I would. I replaced them on mine. You can see some pics on my site. Make sure you test fit the front end sheet metal before you weld them in. 60 pounds is a hell of a lot less than I paid for mine!

I am a big believer in using new panels when avaialble, especially if they are heritage produced. Way too much time and money goes into these "back from the grave" projects to have the value of the finished car undermined by the look of home-made repair panels.
purpleGT Avatar
Bud Osbourne
Pittsburgh, PA., USA   usa
1974 MG MGB GT "The Grape"
1977 MG MGB
In reply to # 2023619 by pants007 hey guys! do you think it is worth buying a full rhs inner arch? how easy are they to fit? found this on e-bay for £60 retail price £140ish.
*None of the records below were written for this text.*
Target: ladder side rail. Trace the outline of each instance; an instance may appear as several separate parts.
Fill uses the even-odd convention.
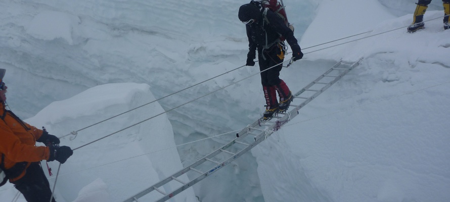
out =
[[[299,91],[298,91],[298,92],[295,93],[295,94],[294,94],[294,96],[298,96],[298,95],[300,95],[300,94],[303,93],[305,91],[306,91],[306,89],[309,88],[310,87],[314,85],[314,84],[316,84],[316,83],[318,82],[319,81],[320,81],[325,77],[325,75],[328,74],[330,72],[331,72],[331,71],[333,70],[333,68],[336,68],[336,67],[340,65],[342,62],[342,61],[340,61],[336,63],[335,64],[334,64],[334,65],[333,66],[333,67],[330,68],[330,69],[327,71],[325,73],[322,74],[322,75],[320,76],[318,78],[316,79],[316,80],[314,80],[311,83],[309,83],[309,84],[306,85],[306,87],[302,88],[301,90],[300,90]]]
[[[237,153],[235,155],[233,156],[232,157],[228,159],[226,161],[223,161],[222,163],[217,165],[216,167],[213,168],[212,169],[210,169],[208,171],[205,172],[203,174],[201,175],[200,176],[199,176],[196,179],[195,179],[193,180],[191,180],[190,182],[188,182],[186,184],[185,184],[183,186],[175,189],[175,190],[173,191],[170,193],[169,193],[169,194],[166,195],[165,196],[163,196],[162,198],[158,199],[158,200],[157,200],[157,201],[165,201],[165,200],[171,198],[175,195],[181,192],[182,191],[187,189],[188,188],[190,187],[192,185],[193,185],[195,184],[195,183],[197,183],[199,181],[202,180],[203,179],[206,178],[209,175],[215,172],[216,171],[217,171],[219,169],[220,169],[220,168],[222,168],[225,165],[228,165],[229,163],[230,163],[232,161],[234,161],[235,159],[240,157],[242,154],[247,153],[248,150],[249,150],[251,148],[253,148],[255,146],[258,144],[261,141],[264,140],[265,139],[265,138],[270,136],[270,135],[272,134],[272,133],[275,132],[274,131],[274,129],[275,129],[276,126],[277,126],[277,124],[279,124],[278,127],[280,126],[280,125],[279,125],[280,124],[281,124],[281,125],[282,126],[283,125],[284,125],[284,124],[285,124],[286,123],[287,123],[288,121],[289,121],[288,120],[288,118],[289,118],[290,117],[291,118],[292,118],[295,117],[296,116],[297,116],[298,115],[298,112],[300,108],[301,108],[302,107],[303,107],[303,106],[306,105],[307,103],[308,103],[309,102],[310,102],[311,100],[313,99],[318,95],[320,94],[325,90],[326,90],[328,87],[329,87],[332,85],[333,85],[333,84],[335,83],[337,80],[339,80],[342,77],[342,76],[345,75],[346,74],[347,74],[347,73],[348,73],[350,70],[351,70],[356,65],[359,64],[359,62],[362,60],[362,58],[361,59],[360,59],[358,62],[356,62],[353,63],[353,65],[352,65],[351,66],[350,68],[349,68],[349,69],[344,71],[344,72],[342,72],[341,74],[340,74],[339,75],[339,76],[338,76],[336,78],[335,78],[334,80],[333,80],[331,82],[329,82],[328,83],[328,84],[326,85],[325,86],[324,86],[321,90],[317,92],[316,93],[314,93],[312,96],[310,97],[309,98],[304,100],[303,103],[302,103],[301,104],[299,105],[297,107],[294,108],[294,109],[291,110],[288,113],[289,115],[287,114],[287,113],[286,113],[286,114],[285,114],[285,115],[283,117],[281,117],[276,122],[274,122],[273,123],[272,123],[272,124],[270,126],[268,126],[267,127],[267,129],[268,129],[267,130],[265,130],[263,131],[261,131],[260,133],[260,134],[259,135],[258,135],[258,136],[257,136],[256,137],[255,137],[255,138],[254,138],[255,141],[254,142],[253,142],[253,143],[252,143],[250,144],[249,144],[248,146],[246,146],[243,149],[241,150],[240,152]],[[314,80],[314,81],[313,81],[312,82],[310,83],[309,85],[312,86],[312,85],[313,85],[314,84],[314,82],[317,82],[323,78],[325,77],[325,76],[324,76],[325,74],[327,74],[327,73],[329,73],[331,71],[334,70],[333,68],[335,68],[336,67],[340,65],[342,62],[342,61],[338,62],[337,63],[335,64],[330,70],[329,70],[328,71],[327,71],[325,74],[324,74],[322,75],[321,75],[321,76],[320,76],[319,78],[318,78],[317,79]],[[310,87],[310,86],[309,86],[309,87]],[[298,92],[296,93],[295,94],[296,95],[296,96],[298,96],[298,95],[299,95],[300,94],[301,94],[301,93],[304,92],[305,91],[305,88],[306,88],[306,87],[303,88],[302,90],[300,90],[300,91],[299,91]],[[182,175],[184,174],[188,171],[191,170],[191,168],[195,168],[195,167],[203,164],[203,163],[204,163],[205,162],[206,162],[207,161],[206,160],[207,158],[210,158],[211,157],[214,157],[214,156],[217,155],[218,154],[219,154],[222,152],[223,152],[222,151],[222,150],[224,150],[224,149],[227,149],[227,148],[232,146],[235,143],[237,143],[237,142],[236,142],[237,141],[238,141],[239,140],[240,140],[242,139],[243,139],[246,136],[247,136],[247,135],[248,135],[247,132],[248,131],[249,127],[256,127],[257,126],[260,125],[261,124],[261,122],[269,122],[268,121],[262,121],[262,118],[258,119],[258,120],[253,122],[253,123],[252,123],[252,124],[249,125],[249,126],[247,126],[247,127],[242,129],[241,131],[240,131],[237,134],[238,137],[235,138],[233,140],[232,140],[231,141],[230,141],[227,144],[225,144],[221,147],[218,148],[217,150],[213,152],[212,153],[210,153],[209,155],[207,155],[207,156],[206,156],[206,157],[203,158],[202,159],[197,161],[197,162],[194,163],[193,164],[191,165],[190,166],[188,166],[188,167],[181,170],[180,171],[175,173],[172,176],[168,177],[167,178],[155,184],[154,185],[152,185],[152,186],[150,187],[149,188],[148,188],[147,189],[144,189],[144,190],[142,191],[141,192],[139,192],[139,193],[133,195],[133,196],[131,196],[130,198],[128,198],[128,199],[126,199],[126,200],[123,201],[123,202],[137,201],[138,198],[139,198],[141,197],[142,197],[143,196],[148,194],[148,193],[150,193],[150,192],[155,190],[154,187],[159,187],[161,186],[162,186],[162,185],[168,183],[169,182],[171,181],[171,180],[173,180],[173,178],[176,178],[176,177],[179,177],[179,176],[181,176]],[[264,137],[264,138],[261,138],[261,136],[263,136],[263,137]]]
[[[263,133],[263,132],[261,132],[261,133]],[[237,159],[238,158],[239,158],[239,157],[242,156],[242,155],[246,153],[247,152],[248,152],[252,148],[254,148],[255,147],[255,146],[258,145],[259,143],[260,143],[263,140],[264,140],[263,139],[260,139],[258,140],[255,140],[253,143],[250,144],[249,146],[246,147],[242,150],[240,150],[239,152],[236,153],[236,155],[234,155],[234,156],[226,159],[225,161],[222,162],[220,164],[217,165],[217,166],[211,168],[208,171],[205,172],[203,175],[201,175],[198,176],[196,178],[188,182],[186,184],[185,184],[184,185],[183,185],[181,187],[174,190],[171,192],[163,196],[162,198],[158,199],[158,200],[156,200],[155,202],[165,201],[168,200],[169,199],[172,198],[175,195],[181,193],[182,191],[191,187],[191,186],[192,186],[192,185],[193,185],[195,184],[196,183],[197,183],[197,182],[201,181],[202,180],[203,180],[206,177],[208,177],[208,176],[210,175],[211,174],[215,173],[216,171],[219,170],[219,169],[223,168],[224,166],[226,166],[227,165],[228,165],[229,164],[230,164],[233,161]]]
[[[299,110],[300,110],[300,108],[301,108],[303,107],[304,107],[304,106],[306,105],[306,104],[309,103],[312,99],[314,99],[314,98],[317,97],[319,95],[320,95],[323,92],[325,91],[325,90],[326,90],[329,87],[330,87],[330,86],[331,86],[331,85],[332,85],[333,84],[334,84],[336,82],[337,82],[337,81],[338,81],[339,79],[340,79],[341,78],[342,78],[342,77],[343,77],[345,74],[346,74],[347,73],[348,73],[348,72],[349,72],[350,70],[351,70],[356,65],[359,64],[360,61],[361,61],[361,60],[359,61],[358,61],[358,62],[354,63],[353,65],[352,65],[350,66],[350,68],[349,68],[348,69],[346,69],[346,70],[345,70],[343,72],[342,72],[342,73],[341,73],[341,74],[340,74],[334,79],[333,79],[333,81],[330,81],[330,82],[328,83],[328,84],[323,86],[320,90],[317,91],[316,93],[314,93],[313,95],[311,96],[307,99],[303,101],[303,102],[302,103],[298,106],[297,106],[294,109],[289,111],[288,113],[289,113],[289,114],[288,114],[288,113],[286,113],[286,114],[285,114],[284,116],[281,117],[281,118],[279,119],[276,123],[273,124],[272,125],[268,127],[267,128],[267,130],[268,130],[269,131],[272,131],[271,132],[268,132],[268,133],[267,133],[267,134],[265,134],[265,133],[262,132],[261,134],[260,134],[259,135],[255,137],[255,140],[259,140],[261,139],[265,139],[265,138],[269,137],[273,133],[273,132],[275,131],[275,129],[276,127],[280,127],[283,126],[283,125],[284,125],[285,124],[286,124],[286,123],[287,123],[288,122],[290,121],[290,120],[288,120],[288,119],[292,119],[294,117],[295,117],[295,116],[296,116],[298,114],[298,112]],[[340,62],[338,63],[340,64]],[[330,69],[332,70],[333,68],[334,68],[334,67],[332,67]],[[261,141],[262,141],[262,140],[261,140]]]
[[[125,200],[124,200],[123,202],[133,202],[133,201],[135,201],[135,200],[133,199],[134,197],[139,198],[147,194],[148,193],[149,193],[155,190],[155,188],[154,187],[159,187],[161,186],[163,186],[163,185],[169,183],[171,181],[173,180],[173,179],[172,178],[172,177],[175,177],[175,178],[181,176],[182,175],[187,173],[188,171],[191,170],[191,168],[195,168],[195,167],[201,165],[202,164],[203,164],[203,163],[204,163],[205,162],[206,162],[207,161],[206,159],[211,158],[213,157],[217,156],[218,154],[220,154],[220,153],[223,152],[222,152],[222,150],[221,149],[225,149],[227,148],[228,148],[228,147],[231,146],[232,145],[233,145],[233,144],[234,144],[236,143],[236,141],[240,140],[241,139],[243,139],[244,138],[245,138],[247,136],[247,130],[245,130],[244,132],[245,132],[243,133],[243,134],[242,135],[241,135],[242,136],[239,136],[239,137],[237,137],[237,138],[235,138],[234,139],[233,139],[233,140],[232,140],[231,141],[230,141],[227,144],[224,145],[221,147],[212,152],[211,153],[209,154],[206,157],[202,158],[201,159],[195,162],[195,163],[193,163],[192,164],[190,165],[190,166],[183,168],[183,169],[179,170],[179,171],[175,173],[174,174],[172,175],[171,176],[168,177],[167,178],[156,183],[156,184],[152,185],[151,187],[139,192],[138,193],[134,195],[133,196],[131,196],[131,197]]]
http://www.ebay.co.uk/itm/MG-Mideget-inner-wheel-arch-front-drivers-off-side-/220986619101?pt=UK_CarsParts_Vehicles_CarParts_SM&fits=Car+Make%3AMG%7CModel%3AMidget&hash=item3373d434dd

x2 on Peter's last post. The Heritage panels make life a WHOLE LOT easier and, at the price that one looks like it may go for, it would be money well spent. Jump on it!

stevyn knox
isle of man, United Kingdom   gbr
ok! i also have a new heritage front section, tthe whole thing from valence to splash shields. i need to weld 2x radiator uprights on to.

i have looked at your pics loads mike! and am still finding things ive missed.